Plusieurs ensembles d'habitation sont acquis autour du logis de la Voûte en 1650-1655 et 1697. On construit vers 1675-1681 un bâtiment destiné au "refuge" : en effet, la communauté s'est doublée d'une maison correctionnelle où sont détenues, par mesure sanitaire, les filles prostituées.
Usages multiples
À la Révolution, les pénitentes se dispersent mais le "refuge" reste ouvert pour servir à l'incarcération des filles publiques. La double vocation de l'établissement reprend au début du XIXe siècle : prison de femmes et hospice pour femmes indigentes âgées, atteintes d'idiotisme ou vénériennes. La prison est évacuée en 1857, les malades transférées dans le nouvel hospice Sainte-Marie en 1864. Depuis 1856, la ville, qui nourrit de grands desseins, est propriétaire de l'ensemble des bâtiments. La cité ouvrière prévue à son emplacement ne voit pas le jour, mais le quartier est transformé par le percement du boulevard Descazeaux en 1864 qui emporte dans son tracé toute la partie nord des pénitentes (le "refuge", dépendances et chapelle), laissant intact l'ancien logis de la Voûte.
Qu'en faire ? La municipalité envisage diverses solutions : un presbytère pour la paroisse de la Trinité, un bureau de poste, une bibliothèque populaire, la vente pure et simple du bâtiment. On y installe finalement l'école élémentaire de dessin (1883) et la Justice de Paix de la Doutre (1886), puis un musée d'architecture (1922), le siège de la Société des architectes de l'Anjou (1928), l'annexe d'une école primaire et les cours de premier cycle de l'Ecole des Beaux-Arts. Cette dernière occupation durera jusqu'en 1982.
Restaurations
L'hôtel, qui présente un panorama de l'évolution de l'architecture depuis le flamboyant jusqu'à l'art de la seconde Renaissance, est classé monument historique en 1901, puis lentement restauré extérieurement entre 1920 et 1942. Le corps de logis de droite, montre des moulurations aiguës et des torsades de la fin du XVe siècle tandis que l'aile centrale - manifestation de la première Renaissance - renvoie aux constructions de Louis XII à Blois. Les sculptures ont été refaites en grande partie en 1941 (notamment le médaillon Renaissance et la petite pénitente à la base de la cheminée du pignon ouest) par Georges Chesneau, professeur à l'Ecole des Beaux-Arts.
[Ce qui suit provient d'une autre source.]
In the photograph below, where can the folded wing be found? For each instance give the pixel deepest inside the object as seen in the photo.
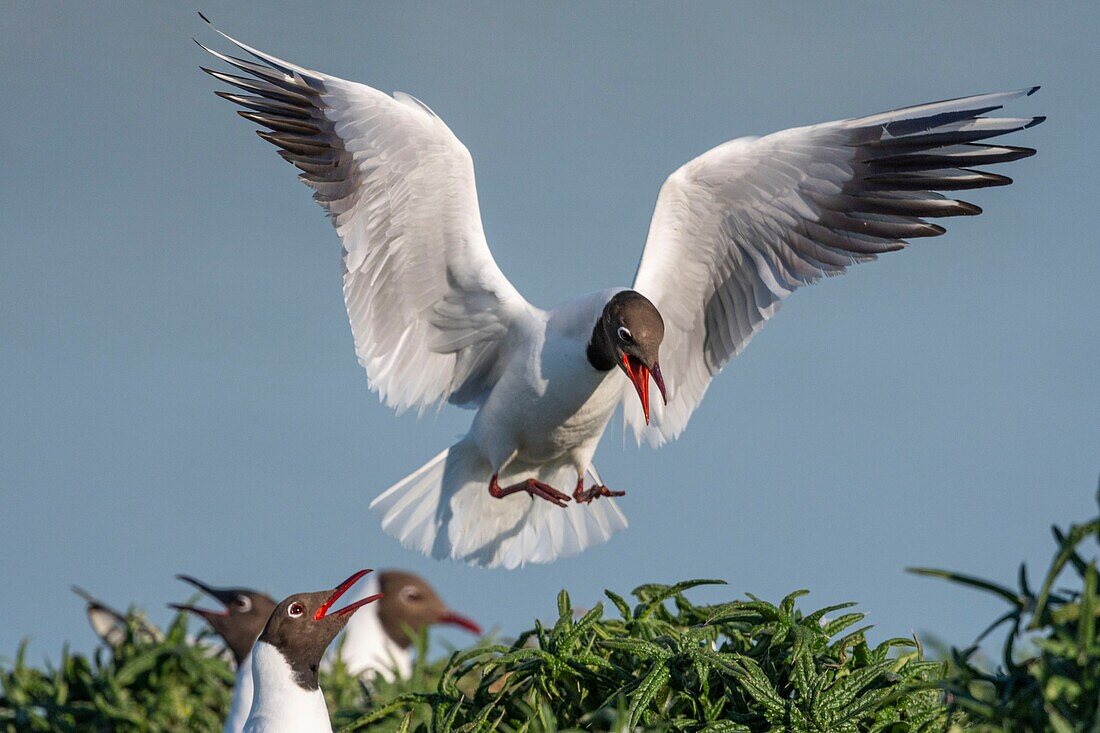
(741, 227)
(428, 305)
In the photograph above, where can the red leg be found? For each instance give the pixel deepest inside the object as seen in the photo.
(582, 496)
(531, 487)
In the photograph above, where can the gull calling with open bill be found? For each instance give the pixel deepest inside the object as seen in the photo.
(734, 232)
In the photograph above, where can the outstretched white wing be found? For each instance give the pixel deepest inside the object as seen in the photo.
(743, 226)
(428, 305)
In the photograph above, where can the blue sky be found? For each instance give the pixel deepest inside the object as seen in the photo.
(180, 394)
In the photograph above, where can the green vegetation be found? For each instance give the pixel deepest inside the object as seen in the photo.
(1055, 684)
(657, 663)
À l'intérieur, une exceptionnelle cheminée Renaissance, digne d'un château de la Loire, est richement décorée de médaillons et de rinceaux.
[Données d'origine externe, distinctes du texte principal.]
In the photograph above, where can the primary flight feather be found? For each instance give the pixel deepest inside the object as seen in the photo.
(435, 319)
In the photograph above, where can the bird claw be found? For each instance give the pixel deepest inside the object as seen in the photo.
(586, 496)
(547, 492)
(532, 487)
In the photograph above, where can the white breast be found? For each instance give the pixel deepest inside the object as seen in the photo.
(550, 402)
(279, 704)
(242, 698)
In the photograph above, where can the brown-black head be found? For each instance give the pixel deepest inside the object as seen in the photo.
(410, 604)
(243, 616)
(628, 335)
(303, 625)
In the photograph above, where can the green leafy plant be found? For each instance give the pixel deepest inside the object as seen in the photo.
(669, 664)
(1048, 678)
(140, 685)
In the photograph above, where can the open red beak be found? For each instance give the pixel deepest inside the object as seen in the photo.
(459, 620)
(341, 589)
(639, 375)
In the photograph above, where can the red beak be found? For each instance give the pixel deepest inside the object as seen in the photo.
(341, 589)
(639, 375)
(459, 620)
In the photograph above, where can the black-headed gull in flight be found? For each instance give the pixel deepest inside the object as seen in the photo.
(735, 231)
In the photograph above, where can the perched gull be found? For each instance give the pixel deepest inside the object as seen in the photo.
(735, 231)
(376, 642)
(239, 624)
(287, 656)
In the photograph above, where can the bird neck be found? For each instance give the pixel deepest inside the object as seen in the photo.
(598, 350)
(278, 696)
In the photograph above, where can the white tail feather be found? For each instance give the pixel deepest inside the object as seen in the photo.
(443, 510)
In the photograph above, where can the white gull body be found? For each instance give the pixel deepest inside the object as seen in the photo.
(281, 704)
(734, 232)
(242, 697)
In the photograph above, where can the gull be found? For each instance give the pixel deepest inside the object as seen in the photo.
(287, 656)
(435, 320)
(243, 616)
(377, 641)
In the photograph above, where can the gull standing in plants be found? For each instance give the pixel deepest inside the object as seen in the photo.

Sur la gauche du corps central, une aile plus modeste est un témoignage de l'architecture civile à pans de bois, alors très commune à Angers. Son revers est tout différent : un grand portail, surmonté d'un chemin de ronde à deux élégantes tourelles, où la seconde Renaissance a laissé des bossages. Là se trouvait l'entrée des pénitentes, sur la rue Malmorte, entrée remise en honneur lors de la restauration totale de l'hôtel, inaugurée le 13 mars 1992.